Esta ideia de Bakunin de que a rota da liberação social passa forçosamente pela destruição do Estado, ideia que ele sempre desenvolveu e expôs, constituía e ainda constitui o fundamento da teoria anarquista de uma Revolução social destruidora do Estado. Tais ideias de Bakunin exerceram grande influência sobre o movimento socialista revolucionário dos anos 1870, do qual foram um traço característico. Também Lavrov combateu o princípio de Estado e particularmente a centralização estatal: o socialismo tem que combater o Estado antes de tudo, e é contra ele que a Revolução social se volta.(11) A diferença essencial entre as duas tendências tão características que se formaram sob a influência de Lavrov e Bakunin era que os bakuninstas não rejeitavam a insurreição como meio revolucionário. “O caminho da libertação do povo pela ciência nos é vedado”, escreveu Bakunin. As tradições do passado, os lendários heróis revolucionários do séculos XVII e XVIII, Stenka, Ranzine e Pougatcheve, eram vivos na memória popular: seria fácil provocar cada vilarejo a se insurgir. Ao contrário, a tendência de Lavrov queria preparar a Revolução unicamente pela propaganda socialista e a educação. Todos os Narodnik de fato pensavam que o principal obstáculo ao socialismo era a mentalidade política ingênua do camponês, consequência da opressão secular da autocracia, que o fazia esperar do czar a melhora de sua condição!

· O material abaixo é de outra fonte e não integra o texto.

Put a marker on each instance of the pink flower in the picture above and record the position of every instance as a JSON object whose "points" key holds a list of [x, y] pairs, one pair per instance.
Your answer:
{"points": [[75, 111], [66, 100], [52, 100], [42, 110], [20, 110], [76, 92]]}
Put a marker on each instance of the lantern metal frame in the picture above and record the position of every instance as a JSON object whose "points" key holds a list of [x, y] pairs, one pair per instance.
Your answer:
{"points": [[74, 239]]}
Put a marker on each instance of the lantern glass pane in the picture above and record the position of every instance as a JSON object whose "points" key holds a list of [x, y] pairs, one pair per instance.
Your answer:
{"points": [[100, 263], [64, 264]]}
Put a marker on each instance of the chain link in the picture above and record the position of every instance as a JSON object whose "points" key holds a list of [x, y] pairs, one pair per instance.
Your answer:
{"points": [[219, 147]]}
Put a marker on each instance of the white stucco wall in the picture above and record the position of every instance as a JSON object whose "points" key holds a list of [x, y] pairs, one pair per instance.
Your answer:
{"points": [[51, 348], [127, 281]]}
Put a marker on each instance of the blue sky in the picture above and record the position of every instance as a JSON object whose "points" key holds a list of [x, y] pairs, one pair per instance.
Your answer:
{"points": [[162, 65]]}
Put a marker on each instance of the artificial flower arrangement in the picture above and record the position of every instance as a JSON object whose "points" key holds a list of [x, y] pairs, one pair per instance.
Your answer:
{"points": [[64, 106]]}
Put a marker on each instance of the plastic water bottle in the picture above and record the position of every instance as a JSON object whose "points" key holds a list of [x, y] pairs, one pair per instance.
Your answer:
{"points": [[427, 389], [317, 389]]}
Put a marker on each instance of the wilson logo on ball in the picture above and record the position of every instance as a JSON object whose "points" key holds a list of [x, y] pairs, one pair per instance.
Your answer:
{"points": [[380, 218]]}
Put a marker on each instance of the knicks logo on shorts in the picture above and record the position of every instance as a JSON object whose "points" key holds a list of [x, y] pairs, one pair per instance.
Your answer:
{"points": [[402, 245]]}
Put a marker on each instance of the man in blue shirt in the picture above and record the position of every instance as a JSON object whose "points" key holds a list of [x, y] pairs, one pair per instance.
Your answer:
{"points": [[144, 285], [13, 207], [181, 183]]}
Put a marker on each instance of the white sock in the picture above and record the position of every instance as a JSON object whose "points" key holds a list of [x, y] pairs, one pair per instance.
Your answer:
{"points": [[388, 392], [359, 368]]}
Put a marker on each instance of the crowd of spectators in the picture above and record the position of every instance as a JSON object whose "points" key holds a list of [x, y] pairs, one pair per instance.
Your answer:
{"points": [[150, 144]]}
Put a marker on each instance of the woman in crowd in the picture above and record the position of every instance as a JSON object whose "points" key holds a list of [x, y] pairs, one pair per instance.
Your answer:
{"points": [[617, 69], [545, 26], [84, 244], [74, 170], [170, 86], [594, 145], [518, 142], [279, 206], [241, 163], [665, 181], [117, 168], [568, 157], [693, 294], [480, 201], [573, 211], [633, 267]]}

No entanto, a propaganda não deu grandes resultados. As perseguições massivas, as detenções, as condenações impiedosas à prisão e aos trabalhos forçados, e também o enfraquecimento da ligação existente entre círculos e grupos, foram os fatores do insucesso. Para tornar possível um trabalho mais sistemático e para reunir as forças revolucionárias, fundou-se em 1876, depois das experiências dos anos precedentes, a organização Terra e Liberdade, da qual já falei acima. O traço mais marcante deste movimento no início é seu caráter social e econômico, socialista, de forma nenhuma político e liberal. Condena-se mesmo a ação política, pois ela se desvia do objetivo principal. Posto que a conjuntura política e as leis repousam sobre as relações de força existentes na economia, é preciso transformar estas últimas pela Revolução. Então o Estado centralizado desaparecerá, em favor das coletividades e federações autônomas, fundadas sobre a solidariedade econômica. É preciso suplantar os problemas nacionais pelos sociais e antes de tudo abandonar este princípio jacobino, segundo o qual os revolucionários, após a queda do antigo governo, vêm se instalar em seu lugar, querendo impor suas próprias leis ao povo. A Revolução não deve ser feita para o povo, mas sim pelo povo.(12) Axelrod resumiu assim o princípio desse movimento: cria-se em uma revolução iminente, que implicaria uma transformação total das instituições políticas e econômicas da Rússia, na abolição completa do Estado, na tomada de todas as terras e todas as fábricas pelas coletividades camponesas e associações operárias de produtores, que a seguir se agrupariam, segundo o princípio federativo, em Uniões diversificadas.(13) O programa do Terra e Liberdade era, como vemos, o de Bakunin.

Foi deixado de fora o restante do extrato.